A chaque fête il avait coutume de leur relâcher un prisonnier qu'ils demandaient. Or il y avait le nommé Barabbas, en prison avec des émeutiers, qui avaient commis un meurtre dans une émeute. Toute la foule lui réclama ce qu'il faisait pour elle à chaque fête, de relâcher un prisonnier. Pilate leur répondit : « Voulez-vous que je vous relâche le roi des Juifs? » Car il savait que les grands prêtres l'avaient livré injustement. Les prêtres et les scribes persuadèrent au peuple de dire plutôt : Relâche-nous Barabbas ! Pilate leur répondit : « Que voulez-vous donc que je fasse au roi des Juifs? » Ils crièrent de nouveau : «Crucifie-le ! » Pilate leur dit : « Qu'a-t-il fait de mal ? » Ils criaient davantage ; « Crucifie-le ! » Pilate, leur relâcha Barabbas et livra Jésus, frappé de verges, pour être crucifié.

Il y a le même récit en Matthieu 27; 15-26 ainsi qu"en Jean  18. 38-40 (qui est moins détaillé).

L'épisode de Barabbas figure dans les quatre évangiles. Mais on reconnaît facilement que dans le Quatrième évangile il est surajouté, ainsi que la scène d'outrages qui le suit. La surcharge est apparente. Il est dit des Juifs, comme dans Marc : Ils crièrent de nouveau (xviii. 40)

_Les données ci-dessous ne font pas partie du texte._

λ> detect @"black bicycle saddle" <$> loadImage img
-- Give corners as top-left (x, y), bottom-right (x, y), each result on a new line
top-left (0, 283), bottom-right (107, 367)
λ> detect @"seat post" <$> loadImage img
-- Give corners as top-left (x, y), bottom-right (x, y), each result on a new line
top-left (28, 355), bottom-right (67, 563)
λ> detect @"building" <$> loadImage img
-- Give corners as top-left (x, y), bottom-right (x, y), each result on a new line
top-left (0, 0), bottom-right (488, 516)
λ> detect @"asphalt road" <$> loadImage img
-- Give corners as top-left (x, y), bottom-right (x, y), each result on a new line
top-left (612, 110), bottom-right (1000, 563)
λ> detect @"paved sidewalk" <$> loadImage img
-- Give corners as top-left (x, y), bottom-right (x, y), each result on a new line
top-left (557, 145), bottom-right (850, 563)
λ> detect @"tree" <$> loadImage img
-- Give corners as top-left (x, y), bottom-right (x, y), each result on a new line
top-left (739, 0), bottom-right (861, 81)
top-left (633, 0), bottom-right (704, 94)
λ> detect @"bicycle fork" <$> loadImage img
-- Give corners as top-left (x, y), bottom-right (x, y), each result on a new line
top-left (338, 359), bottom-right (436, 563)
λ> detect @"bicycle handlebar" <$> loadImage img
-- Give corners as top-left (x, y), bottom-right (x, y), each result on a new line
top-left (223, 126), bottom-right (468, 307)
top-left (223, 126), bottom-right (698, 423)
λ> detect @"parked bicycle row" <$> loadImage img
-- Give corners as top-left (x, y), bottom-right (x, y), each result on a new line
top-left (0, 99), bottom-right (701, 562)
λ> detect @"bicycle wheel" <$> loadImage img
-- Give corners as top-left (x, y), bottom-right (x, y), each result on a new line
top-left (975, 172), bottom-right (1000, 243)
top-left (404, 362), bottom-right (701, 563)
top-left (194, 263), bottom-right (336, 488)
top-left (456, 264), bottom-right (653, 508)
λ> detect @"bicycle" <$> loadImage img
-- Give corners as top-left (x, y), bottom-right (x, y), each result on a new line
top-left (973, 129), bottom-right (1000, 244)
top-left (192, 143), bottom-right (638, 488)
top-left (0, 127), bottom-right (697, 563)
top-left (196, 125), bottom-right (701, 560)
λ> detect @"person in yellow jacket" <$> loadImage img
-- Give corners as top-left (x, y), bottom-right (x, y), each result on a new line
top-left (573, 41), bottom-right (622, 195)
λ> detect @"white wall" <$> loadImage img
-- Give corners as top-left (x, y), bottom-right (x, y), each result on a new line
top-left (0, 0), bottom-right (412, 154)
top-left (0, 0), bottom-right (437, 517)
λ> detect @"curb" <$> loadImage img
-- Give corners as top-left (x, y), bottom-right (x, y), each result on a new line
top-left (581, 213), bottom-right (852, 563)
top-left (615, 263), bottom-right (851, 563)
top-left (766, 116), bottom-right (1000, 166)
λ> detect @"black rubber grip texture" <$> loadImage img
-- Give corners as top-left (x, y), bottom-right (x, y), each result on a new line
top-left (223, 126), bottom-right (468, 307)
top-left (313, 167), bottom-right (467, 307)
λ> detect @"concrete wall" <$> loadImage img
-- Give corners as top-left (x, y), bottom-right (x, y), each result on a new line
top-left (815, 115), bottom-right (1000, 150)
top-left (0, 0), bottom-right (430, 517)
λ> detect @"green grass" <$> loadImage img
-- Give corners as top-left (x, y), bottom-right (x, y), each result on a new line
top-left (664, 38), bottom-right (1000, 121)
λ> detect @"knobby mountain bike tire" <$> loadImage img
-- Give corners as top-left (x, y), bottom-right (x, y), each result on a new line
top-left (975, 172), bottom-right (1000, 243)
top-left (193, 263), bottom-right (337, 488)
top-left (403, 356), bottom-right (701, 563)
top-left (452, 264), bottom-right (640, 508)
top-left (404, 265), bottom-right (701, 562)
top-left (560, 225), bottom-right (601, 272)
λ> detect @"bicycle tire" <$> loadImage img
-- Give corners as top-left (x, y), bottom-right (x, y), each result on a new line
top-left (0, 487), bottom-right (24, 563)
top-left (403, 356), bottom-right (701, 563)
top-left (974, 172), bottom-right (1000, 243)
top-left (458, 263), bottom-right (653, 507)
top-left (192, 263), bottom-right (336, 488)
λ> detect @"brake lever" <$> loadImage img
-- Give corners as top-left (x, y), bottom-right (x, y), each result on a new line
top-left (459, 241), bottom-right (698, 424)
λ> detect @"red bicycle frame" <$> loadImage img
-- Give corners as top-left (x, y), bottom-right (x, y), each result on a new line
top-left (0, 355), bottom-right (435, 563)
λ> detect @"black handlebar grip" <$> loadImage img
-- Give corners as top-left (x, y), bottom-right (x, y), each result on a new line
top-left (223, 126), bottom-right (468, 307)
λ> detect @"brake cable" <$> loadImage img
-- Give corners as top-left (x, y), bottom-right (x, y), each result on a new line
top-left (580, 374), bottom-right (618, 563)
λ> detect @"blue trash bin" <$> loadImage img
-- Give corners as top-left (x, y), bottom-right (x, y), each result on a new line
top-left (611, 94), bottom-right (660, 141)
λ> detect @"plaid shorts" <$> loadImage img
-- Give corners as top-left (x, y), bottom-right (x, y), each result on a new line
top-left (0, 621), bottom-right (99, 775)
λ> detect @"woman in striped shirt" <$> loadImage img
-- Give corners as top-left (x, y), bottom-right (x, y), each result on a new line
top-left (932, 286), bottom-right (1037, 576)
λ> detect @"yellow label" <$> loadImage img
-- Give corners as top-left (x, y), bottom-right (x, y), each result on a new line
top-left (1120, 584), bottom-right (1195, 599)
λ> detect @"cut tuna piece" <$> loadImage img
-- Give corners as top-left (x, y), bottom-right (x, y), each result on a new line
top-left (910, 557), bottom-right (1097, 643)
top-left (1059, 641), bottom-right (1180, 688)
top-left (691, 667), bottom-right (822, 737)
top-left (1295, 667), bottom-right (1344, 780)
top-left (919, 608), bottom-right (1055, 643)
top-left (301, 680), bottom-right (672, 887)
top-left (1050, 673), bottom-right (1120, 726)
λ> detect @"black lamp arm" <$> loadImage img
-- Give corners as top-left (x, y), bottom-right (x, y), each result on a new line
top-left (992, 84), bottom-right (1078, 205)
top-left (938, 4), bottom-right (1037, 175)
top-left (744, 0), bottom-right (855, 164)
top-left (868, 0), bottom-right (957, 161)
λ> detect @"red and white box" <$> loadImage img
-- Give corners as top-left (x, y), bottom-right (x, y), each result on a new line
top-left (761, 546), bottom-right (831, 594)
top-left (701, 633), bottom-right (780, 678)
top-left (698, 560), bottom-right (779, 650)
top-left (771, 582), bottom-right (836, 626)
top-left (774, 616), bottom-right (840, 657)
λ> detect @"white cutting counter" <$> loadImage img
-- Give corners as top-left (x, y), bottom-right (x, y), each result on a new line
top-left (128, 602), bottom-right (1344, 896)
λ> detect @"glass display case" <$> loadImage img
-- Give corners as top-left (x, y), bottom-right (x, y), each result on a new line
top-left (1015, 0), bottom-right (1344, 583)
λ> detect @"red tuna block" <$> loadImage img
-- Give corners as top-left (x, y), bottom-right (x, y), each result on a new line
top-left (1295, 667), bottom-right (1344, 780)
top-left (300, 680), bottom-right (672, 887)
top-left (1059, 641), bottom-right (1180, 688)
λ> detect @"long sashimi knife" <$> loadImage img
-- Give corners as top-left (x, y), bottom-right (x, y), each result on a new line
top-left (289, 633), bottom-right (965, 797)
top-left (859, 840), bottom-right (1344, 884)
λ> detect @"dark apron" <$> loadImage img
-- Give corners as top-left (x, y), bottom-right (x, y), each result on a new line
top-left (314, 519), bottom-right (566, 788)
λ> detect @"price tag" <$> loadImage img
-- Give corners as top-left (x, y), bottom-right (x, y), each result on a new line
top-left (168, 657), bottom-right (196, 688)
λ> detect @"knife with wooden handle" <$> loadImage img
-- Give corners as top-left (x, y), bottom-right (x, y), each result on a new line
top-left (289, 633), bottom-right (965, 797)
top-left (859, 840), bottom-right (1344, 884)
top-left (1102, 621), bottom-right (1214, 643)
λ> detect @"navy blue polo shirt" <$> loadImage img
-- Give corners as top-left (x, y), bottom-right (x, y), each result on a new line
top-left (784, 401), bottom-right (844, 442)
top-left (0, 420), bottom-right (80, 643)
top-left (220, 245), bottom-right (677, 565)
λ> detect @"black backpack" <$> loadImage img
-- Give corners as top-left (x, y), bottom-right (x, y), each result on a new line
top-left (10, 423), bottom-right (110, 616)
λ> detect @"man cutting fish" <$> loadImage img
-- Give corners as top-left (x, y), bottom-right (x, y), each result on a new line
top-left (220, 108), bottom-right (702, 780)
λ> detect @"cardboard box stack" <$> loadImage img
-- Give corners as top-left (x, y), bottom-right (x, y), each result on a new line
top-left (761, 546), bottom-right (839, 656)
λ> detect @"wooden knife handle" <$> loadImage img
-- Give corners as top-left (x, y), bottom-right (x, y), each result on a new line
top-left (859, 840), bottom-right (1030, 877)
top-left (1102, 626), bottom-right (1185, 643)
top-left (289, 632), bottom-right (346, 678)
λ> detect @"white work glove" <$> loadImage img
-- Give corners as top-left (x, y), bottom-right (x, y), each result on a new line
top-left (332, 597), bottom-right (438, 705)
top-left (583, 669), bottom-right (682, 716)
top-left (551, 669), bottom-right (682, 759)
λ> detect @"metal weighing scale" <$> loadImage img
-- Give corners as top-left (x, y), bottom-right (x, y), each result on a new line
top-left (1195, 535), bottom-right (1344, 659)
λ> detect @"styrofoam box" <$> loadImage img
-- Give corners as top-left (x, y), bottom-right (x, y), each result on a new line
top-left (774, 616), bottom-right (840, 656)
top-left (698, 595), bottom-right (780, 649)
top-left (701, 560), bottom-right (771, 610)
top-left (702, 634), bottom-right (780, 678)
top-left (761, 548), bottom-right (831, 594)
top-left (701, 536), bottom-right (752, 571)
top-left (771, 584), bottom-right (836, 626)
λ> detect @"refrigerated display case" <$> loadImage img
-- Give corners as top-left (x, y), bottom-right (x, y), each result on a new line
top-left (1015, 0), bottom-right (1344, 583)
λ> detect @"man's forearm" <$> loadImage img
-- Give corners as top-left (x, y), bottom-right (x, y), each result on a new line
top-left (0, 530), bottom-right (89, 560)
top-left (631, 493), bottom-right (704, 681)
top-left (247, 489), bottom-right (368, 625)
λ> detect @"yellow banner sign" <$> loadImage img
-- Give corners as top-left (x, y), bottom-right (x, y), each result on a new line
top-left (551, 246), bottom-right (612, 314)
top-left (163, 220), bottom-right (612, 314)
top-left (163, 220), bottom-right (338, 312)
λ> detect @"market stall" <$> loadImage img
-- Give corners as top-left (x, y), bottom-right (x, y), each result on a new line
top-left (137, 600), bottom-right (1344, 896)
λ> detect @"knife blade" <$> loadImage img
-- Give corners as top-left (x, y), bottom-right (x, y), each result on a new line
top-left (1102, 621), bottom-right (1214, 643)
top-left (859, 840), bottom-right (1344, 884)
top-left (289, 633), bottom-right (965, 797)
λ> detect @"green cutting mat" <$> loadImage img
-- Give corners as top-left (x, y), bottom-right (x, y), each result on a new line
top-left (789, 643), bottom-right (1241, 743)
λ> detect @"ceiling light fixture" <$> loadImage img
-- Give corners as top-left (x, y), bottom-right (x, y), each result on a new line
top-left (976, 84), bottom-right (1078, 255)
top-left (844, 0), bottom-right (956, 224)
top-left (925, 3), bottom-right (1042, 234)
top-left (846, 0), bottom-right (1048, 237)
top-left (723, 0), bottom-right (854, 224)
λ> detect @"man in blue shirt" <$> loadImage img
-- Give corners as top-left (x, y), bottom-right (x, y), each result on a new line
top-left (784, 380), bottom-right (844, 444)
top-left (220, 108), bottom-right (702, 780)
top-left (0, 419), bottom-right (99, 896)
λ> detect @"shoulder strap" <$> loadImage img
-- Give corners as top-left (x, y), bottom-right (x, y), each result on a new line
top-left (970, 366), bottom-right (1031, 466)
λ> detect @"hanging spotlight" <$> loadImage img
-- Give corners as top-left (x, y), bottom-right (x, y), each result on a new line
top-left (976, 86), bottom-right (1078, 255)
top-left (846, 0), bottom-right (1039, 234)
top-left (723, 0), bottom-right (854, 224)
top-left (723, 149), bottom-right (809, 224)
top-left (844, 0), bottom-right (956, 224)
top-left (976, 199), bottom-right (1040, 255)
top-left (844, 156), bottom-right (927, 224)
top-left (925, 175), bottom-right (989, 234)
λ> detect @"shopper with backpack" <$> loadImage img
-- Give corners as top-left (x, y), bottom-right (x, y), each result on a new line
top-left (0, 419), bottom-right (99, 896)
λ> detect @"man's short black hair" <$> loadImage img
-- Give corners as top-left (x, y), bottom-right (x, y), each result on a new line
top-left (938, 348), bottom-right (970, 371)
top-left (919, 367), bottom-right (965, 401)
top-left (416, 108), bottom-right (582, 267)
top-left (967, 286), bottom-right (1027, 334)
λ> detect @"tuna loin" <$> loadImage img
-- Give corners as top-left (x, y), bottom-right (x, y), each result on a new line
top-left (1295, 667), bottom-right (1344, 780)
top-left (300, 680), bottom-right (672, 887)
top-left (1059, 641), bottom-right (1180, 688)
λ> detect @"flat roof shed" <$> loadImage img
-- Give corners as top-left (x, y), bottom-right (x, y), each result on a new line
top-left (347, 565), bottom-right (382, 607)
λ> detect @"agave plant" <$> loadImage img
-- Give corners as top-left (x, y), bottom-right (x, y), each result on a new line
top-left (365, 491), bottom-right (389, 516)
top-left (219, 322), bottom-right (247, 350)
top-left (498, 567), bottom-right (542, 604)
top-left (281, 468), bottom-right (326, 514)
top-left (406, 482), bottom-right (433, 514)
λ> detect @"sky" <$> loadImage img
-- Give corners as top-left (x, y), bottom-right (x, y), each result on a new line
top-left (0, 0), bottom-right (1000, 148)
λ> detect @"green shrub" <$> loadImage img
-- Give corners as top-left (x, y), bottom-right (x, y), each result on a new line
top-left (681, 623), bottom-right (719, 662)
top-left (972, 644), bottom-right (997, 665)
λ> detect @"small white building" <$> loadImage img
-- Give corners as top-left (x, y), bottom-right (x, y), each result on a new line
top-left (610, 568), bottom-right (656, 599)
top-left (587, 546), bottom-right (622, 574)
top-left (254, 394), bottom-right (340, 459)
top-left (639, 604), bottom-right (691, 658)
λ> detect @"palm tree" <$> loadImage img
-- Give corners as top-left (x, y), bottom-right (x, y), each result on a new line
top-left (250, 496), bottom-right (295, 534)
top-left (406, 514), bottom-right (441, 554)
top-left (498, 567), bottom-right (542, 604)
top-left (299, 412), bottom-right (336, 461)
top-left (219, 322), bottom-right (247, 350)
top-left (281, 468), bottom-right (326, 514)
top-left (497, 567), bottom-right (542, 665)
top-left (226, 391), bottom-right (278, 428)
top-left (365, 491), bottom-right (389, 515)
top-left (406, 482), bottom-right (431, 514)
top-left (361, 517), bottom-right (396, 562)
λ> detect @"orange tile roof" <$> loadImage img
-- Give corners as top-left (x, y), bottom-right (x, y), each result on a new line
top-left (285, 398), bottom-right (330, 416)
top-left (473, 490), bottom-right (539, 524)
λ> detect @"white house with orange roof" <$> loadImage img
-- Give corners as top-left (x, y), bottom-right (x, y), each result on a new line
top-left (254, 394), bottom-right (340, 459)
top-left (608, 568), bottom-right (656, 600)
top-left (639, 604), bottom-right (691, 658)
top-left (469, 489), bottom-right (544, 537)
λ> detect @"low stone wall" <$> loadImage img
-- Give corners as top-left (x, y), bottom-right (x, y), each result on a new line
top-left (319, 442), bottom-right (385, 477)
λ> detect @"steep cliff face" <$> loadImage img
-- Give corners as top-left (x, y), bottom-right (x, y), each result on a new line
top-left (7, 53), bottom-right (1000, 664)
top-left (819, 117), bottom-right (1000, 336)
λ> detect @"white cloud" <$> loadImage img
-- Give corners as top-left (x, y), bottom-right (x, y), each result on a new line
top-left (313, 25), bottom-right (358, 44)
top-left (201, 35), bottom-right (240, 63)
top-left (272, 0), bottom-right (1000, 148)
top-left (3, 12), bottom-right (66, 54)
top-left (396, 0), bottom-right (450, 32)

Pilate déclare aux Juifs : « Je ne trouve en lui aucun crime,» (xviii. 38). A la fin de l'enclave il répète la même chose dans les mêmes termes : « Je ne trouve en lui aucun crime », de manière à amener la réponse qui, dans le texte primitif, venait tout de suite : « II doit mourir parce qu'il s'est fait le Fils de Dieu. » L'interpolation avec reprise1 n'est guère contestable ; elle est reconnue par Schwartz, Wellhausen, Loisy, Delafosse. C'est une de ces nombreuses retouches qui ont harmonisé les évangiles et compliqué la tâche des critiques. Primitivement l'épisode de Barabbas n'appartenait qu'aux Synoptiques.


 La forme la plus simple paraît être celle de Luc. Pilate après l'instruction faite par lui et par Hérode, rend la sen­tence devant le Sanhédrin et le peuple. Jésus n'est pas cou­pable d'un crime capital. Il sera mis en liberté, après avoir été châtié, c'est-à-dire fustigé. Mais la salle proteste contre le jugement. Elle réclame que Jésus soit crucifié et que Barabbas soit mis en liberté. Ce Barabbas est un prisonnier inculpé d'un crime capital : émeute et meurtre, destiné par conséquent au supplice. Pilate cède aux cris. II prononce une seconde sentence qui annule la première. Barabbas sera mis en liberté. Jésus sera livré à ce que veulent les Juifs.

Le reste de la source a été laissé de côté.